My very first interest was Pachelbel's Canon (yeah, sue me, I dare ya), but what really started a serious interest was finding one of those "Top 100 classical works" videos. Many pieces were popular but others not so much. I wasn't aware of the big variety of the music. The video also had an excerpt of Schubert's Unfinished Symphony in B minor. I was intrigued, and decided to hear the whole thing. It wasn't long, half an hour, so I wasn't daunted. I loved it, so I decided to look into this Schubert, and also his idol Beethoven. It wasn't long until I was in love with Romanticism. Renaissance, Baroque, Classical and 20th century soon followed. I still haven't explored many great composers, but that feeling, that I still have so much to discover, so many composers, and that it will never stop thanks to contemporary composers who appear every day (I'm still discovering the XXI century) fascinates, keeps me interested and hungry for more.


----------



## JACE (Jul 18, 2014)

I've been a music fan my since my early teenage years, but my interest in classical took off while I was in college. I took a music appreciation course as an elective and was exposed to classical music in a methodical way for the first time.

A few of the works _immediately_ grabbed my attention:
- Brahms: Second Symphony (Bruno Walter, Columbia SO)
- Berlioz: Symphonie fantastique (Bernstein, NYPO)
- Liszt: Les Preludes (Bernstein, NYPO)
- Bartok: Concerto for Orchestra (Boulez, NYPO)

A few years later, while in grad school, I was re-exploring the music appreciation course recordings and I suddenly "heard" Ives' _Putnam's Camp, Redding, Connecticut_ from "Three Place in New England." (It was the famous performance by Ormandy & Philadelphia.)

"Three Places" was the work that really blew my mind and sent me scurrying to the library to learn more about Ives and his music. So Ives was easily the biggest catalyst for drawing me deeply into classical music and prompting me to become an addict!

Incidentally, all of these recordings are still among my all-time favorites. Says something about "imprinting," no?


----------



## starthrower (Dec 11, 2010)

^^^
I didn't get into Ives until years later. I have to thank Frank Zappa for getting me into the 20th century repertoire. That's where I heard Stravinsky's Royal March, and Bartok's 3rd piano concerto.


----------



## JACE (Jul 18, 2014)

starthrower said:


> ^^^
> I didn't get into Ives until years later. I have to thank Frank Zappa for getting me into the 20th century repertoire. That's where I heard Stravinsky's Royal March, and Bartok's 3rd piano concerto.


Funny: Zappa is someone that I _still_ need to explore.

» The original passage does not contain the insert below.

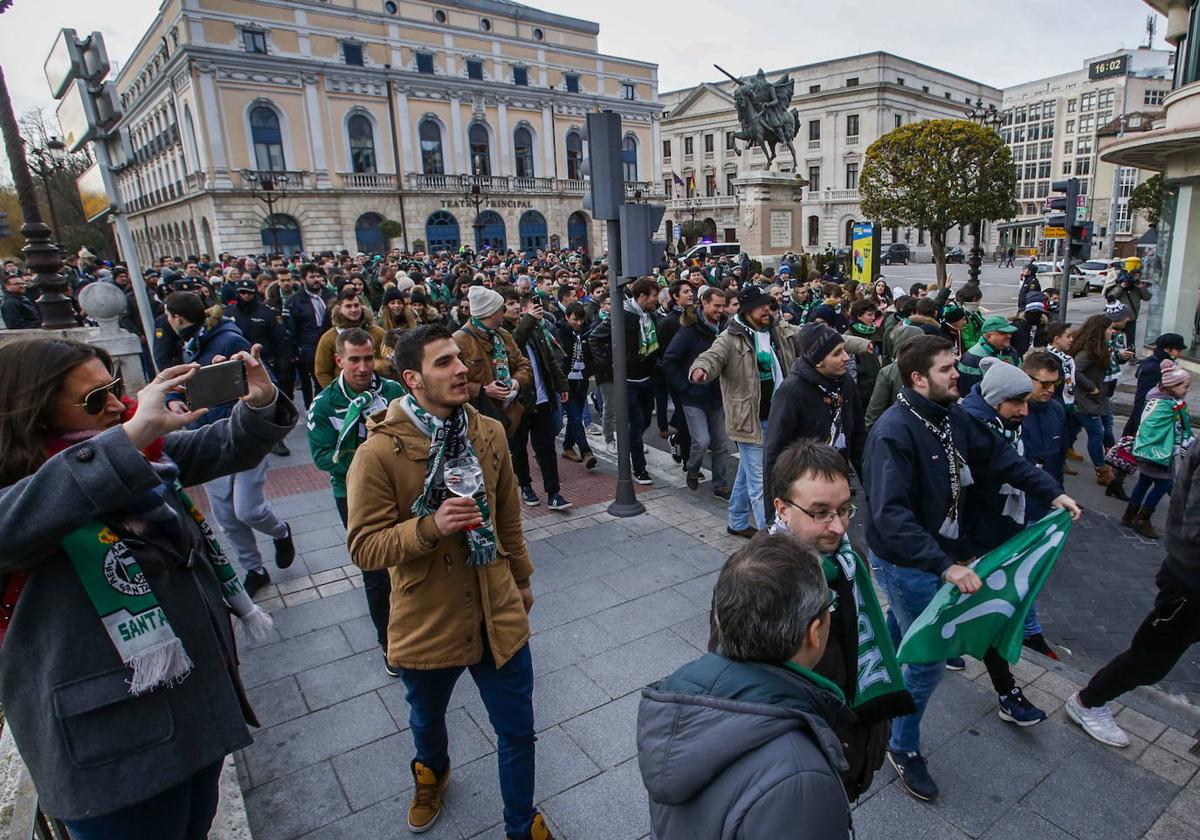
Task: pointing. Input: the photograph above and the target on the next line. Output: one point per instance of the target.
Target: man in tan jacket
(432, 498)
(497, 371)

All I've heard is "Hot Rats" and that's it.

...sorry to take the thread off topic!


----------



## arpeggio (Oct 4, 2012)

*Rimsky-Korsakov Scheherazade*

Rimsky-Korsakov _Scheherazade_. My parents had a recording of it that I listened over and over again when I was like six or seven.

Also check out the following thread which has many interesting entries: http://www.talkclassical.com/24291-your-first-piece-classical.html


----------



## starthrower (Dec 11, 2010)

JACE said:


> Funny: Zappa is someone that I _still_ need to explore. All I've heard is "Hot Rats" and that's it.
> 
> ...sorry to take the thread off topic!


There are a few Zappa threads here. I have about 60 albums.


----------



## D Smith (Sep 13, 2014)

Records that my father had in his collection were my first exposure. I can remember one of Capriccio Italien that I liked and also one of Beethoven's First and Schubert's Unfinished. From there I started listening on my own.


----------



## GreenMamba (Oct 14, 2012)

One of my earliest favorites was the 2nd Brandenburg Concerto. I also liked some of the bon-bons and "hits" stuff (Bolero, Pachelbel's Canon, Rossini's overtures). This was around my late teens/early 20s.


----------



## brotagonist (Jul 11, 2013)

This is a fun topic that periodically recurs  I always enjoy reading how others got into classical music 

I started out with Karlheinz Stockhausen's Opus 1970: Stockhoven Beethausen. If a piece could be described as a 'soundtrack to one's life', then this was mine in my late teens to early twenties. It opened doors to everything I listen to now.


----------



## Cosmos (Jun 28, 2013)

Chopin's etudes, Ballades, "Bach"'s Toccata and Fugue bwv 565, Liszt's Hungarian Rhapsody 2, Rachmaninov's Second piano concerto, and some movements from the "Big" Beethoven symphonies.

The Chopin and Liszt, I found out from a file we had on our computer that was Chopin's Etude op 25 no 12 "the ocean" that I fell in love with because of its drama and was impressed by the technique [since then, I don't hold it in such high esteem; I was easily impressed by theatrics back then]. I then looked up music by other composers I knew had written for piano, found some music by Rachmaninov and Liszt

Then I looked up some music I already knew about, the ones by Bach and Beethoven. And those were the seeds that eventually grew to the complex and crazy music tastes I have today

This all happened when I was 13


----------



## Skilmarilion (Apr 6, 2013)

There were a fair few, I'm sure, but the one that probably lured me in the most, was *Mendelssohn's E minor violin concerto.*

It was courtesy of, the quite obscure, Philharmonica Symphony Orchestra, Igor Ivanenko and violinist, Vadim Storozhuk.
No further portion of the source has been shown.